Apesar disso, sobre esses mesmos empreendedores recai, repetidamente, o peso de novas obrigações legais iguais àquelas impostas às grandes empresas, sem o necessário suporte e sem adaptação para a realidade que vivem.
O exemplo mais recente é a Portaria MTE nº 2.021, de dezembro de 2025, que entrou em vigor em abril de 2026. A nova regra obriga todas as empresas a disponibilizar aos trabalhadores e sindicatos os laudos técnicos de insalubridade e periculosidade – documentos que atestam se o ambiente de trabalho oferece riscos à saúde ou à integridade física do empregado.

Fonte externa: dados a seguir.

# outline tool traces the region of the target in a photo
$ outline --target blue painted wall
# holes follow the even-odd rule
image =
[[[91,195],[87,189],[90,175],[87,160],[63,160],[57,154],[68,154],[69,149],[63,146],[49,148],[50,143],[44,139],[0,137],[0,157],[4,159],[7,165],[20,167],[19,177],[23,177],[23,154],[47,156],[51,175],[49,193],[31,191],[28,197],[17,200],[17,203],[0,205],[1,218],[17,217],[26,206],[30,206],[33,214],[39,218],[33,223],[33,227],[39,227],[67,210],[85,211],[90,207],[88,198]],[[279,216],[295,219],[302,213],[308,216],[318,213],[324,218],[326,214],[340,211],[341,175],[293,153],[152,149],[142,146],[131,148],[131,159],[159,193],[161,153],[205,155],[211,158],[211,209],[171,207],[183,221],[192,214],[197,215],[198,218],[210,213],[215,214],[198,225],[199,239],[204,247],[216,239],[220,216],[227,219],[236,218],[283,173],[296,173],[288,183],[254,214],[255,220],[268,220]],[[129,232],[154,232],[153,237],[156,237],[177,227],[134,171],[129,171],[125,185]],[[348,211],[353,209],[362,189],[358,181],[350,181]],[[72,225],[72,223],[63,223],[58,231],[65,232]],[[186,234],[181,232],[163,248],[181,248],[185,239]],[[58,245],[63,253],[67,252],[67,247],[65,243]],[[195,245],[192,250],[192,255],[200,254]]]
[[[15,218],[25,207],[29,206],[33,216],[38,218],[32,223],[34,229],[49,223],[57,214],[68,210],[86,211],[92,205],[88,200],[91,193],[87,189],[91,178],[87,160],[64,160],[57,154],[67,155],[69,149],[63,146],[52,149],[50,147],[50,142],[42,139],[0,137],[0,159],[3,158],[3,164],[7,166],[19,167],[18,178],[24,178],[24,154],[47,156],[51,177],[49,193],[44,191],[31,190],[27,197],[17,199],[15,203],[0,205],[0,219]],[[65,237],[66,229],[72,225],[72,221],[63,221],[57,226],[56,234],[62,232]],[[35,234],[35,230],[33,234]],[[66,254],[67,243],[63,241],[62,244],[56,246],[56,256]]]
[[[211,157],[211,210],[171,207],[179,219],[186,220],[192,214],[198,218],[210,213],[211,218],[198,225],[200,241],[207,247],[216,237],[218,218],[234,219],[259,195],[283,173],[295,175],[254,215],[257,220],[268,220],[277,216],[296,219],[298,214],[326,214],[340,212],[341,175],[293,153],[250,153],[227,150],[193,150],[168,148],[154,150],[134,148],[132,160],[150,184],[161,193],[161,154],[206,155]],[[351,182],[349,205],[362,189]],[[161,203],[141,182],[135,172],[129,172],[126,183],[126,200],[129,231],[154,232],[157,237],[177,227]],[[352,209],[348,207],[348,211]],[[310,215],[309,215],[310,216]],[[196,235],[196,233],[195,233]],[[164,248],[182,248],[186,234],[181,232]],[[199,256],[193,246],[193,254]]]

A intenção é legítima: mais transparência e proteção ao trabalhador. O problema está na execução. Para uma grande empresa, com departamento jurídico e equipe de segurança do trabalho, adequar esses documentos é protocolo. Para um pequeno empresário que trabalha sozinho ou com dois funcionários, contratar um profissional habilitado, revisar laudos técnicos e disponibilizá-los no formato correto representa custo, tempo e risco de passivo trabalhista – tudo ao mesmo tempo.
O Brasil precisa proteger seus trabalhadores. Mas precisa também reconhecer que, sem proteger os pequenos negócios que os empregam, qualquer avanço na legislação pode produzir efeito contrário ao desejado.